Technical information
- ERP: 125 watts
- HAAT: 30 feet
- Transmitter coordinates: 38°59′10″N 104°53′41″W﻿ / ﻿38.98611°N 104.89472°W

Links
- Webcast: KAFA listen live
- Website: KAFA-FM Online

= KAFA-FM =

KAFA-FM (97.7 FM, "97.7 The Academy") is a radio station operated by officer cadets at the United States Air Force Academy in Colorado Springs, Colorado.

The station does not hold a direct Federal Communications Commission license, as it is owned by a service academy. The United States government has a direct assignment of the call sign.

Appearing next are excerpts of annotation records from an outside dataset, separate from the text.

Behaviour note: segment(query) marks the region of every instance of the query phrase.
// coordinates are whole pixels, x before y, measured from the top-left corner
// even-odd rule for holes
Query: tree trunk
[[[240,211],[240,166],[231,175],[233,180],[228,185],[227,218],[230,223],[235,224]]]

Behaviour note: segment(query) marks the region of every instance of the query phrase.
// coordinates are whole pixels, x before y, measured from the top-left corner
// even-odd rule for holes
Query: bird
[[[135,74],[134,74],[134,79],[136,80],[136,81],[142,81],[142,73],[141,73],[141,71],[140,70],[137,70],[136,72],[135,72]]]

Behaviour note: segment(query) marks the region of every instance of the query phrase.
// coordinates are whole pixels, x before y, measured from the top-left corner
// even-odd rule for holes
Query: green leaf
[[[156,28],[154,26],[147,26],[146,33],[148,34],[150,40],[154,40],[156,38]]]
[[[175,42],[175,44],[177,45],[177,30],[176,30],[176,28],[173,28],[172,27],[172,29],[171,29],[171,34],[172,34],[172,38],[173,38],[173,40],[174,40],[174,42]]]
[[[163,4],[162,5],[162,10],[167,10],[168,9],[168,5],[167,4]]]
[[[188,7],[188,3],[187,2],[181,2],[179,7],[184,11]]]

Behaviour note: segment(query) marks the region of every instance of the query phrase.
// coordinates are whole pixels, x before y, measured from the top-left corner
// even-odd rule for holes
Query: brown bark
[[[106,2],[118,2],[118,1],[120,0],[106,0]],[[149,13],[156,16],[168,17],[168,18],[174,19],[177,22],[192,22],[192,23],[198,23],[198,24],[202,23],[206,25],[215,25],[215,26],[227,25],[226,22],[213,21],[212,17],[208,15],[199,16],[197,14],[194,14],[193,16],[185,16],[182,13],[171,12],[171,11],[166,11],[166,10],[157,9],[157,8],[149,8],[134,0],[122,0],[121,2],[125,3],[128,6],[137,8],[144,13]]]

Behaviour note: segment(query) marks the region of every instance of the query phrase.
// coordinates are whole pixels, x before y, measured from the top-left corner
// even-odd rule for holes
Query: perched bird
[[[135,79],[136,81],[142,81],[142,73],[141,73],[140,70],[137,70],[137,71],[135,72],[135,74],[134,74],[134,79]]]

KAFA first broadcast in 1971 and has been on the air continuously since 1989. A full-time civilian station manager is employed in its operation and assists the cadet and permanent party DJs.

==History==
The station first began broadcasting on the FM band on January 17, 1971; it was the first FM station compared to the carrier current AM stations at West Point or Annapolis. (The "KAFA" designation had once been used by a closed-circuit TV station at the academy.) Broadcasts were part-time and consisted of DJ-led programs, an annual charity marathon, and Academy football games, before those rights were sold commercially.

The station faded out some time after 1980, but it was revived on 104.5 MHz on February 13, 1989; it moved to 104.3 MHz in October 1993.

In 2004, KAFA was given a grant and updated its studio to current radio broadcasting industry standards with the introduction of Prophet Systems software and Dell computers. In June 2006, KAFA changed frequency to 97.7 MHz. The station subsequently solidified a format of Alternative rock and Indie rock branded as "The New 97.7". The programming also allows distinct DJs and personalities to maintain their own distinct shows. In 2008, the station began web streaming with support from the Association of Graduates. KAFA moved from Vandenberg Hall to Fairchild Hall in 2018.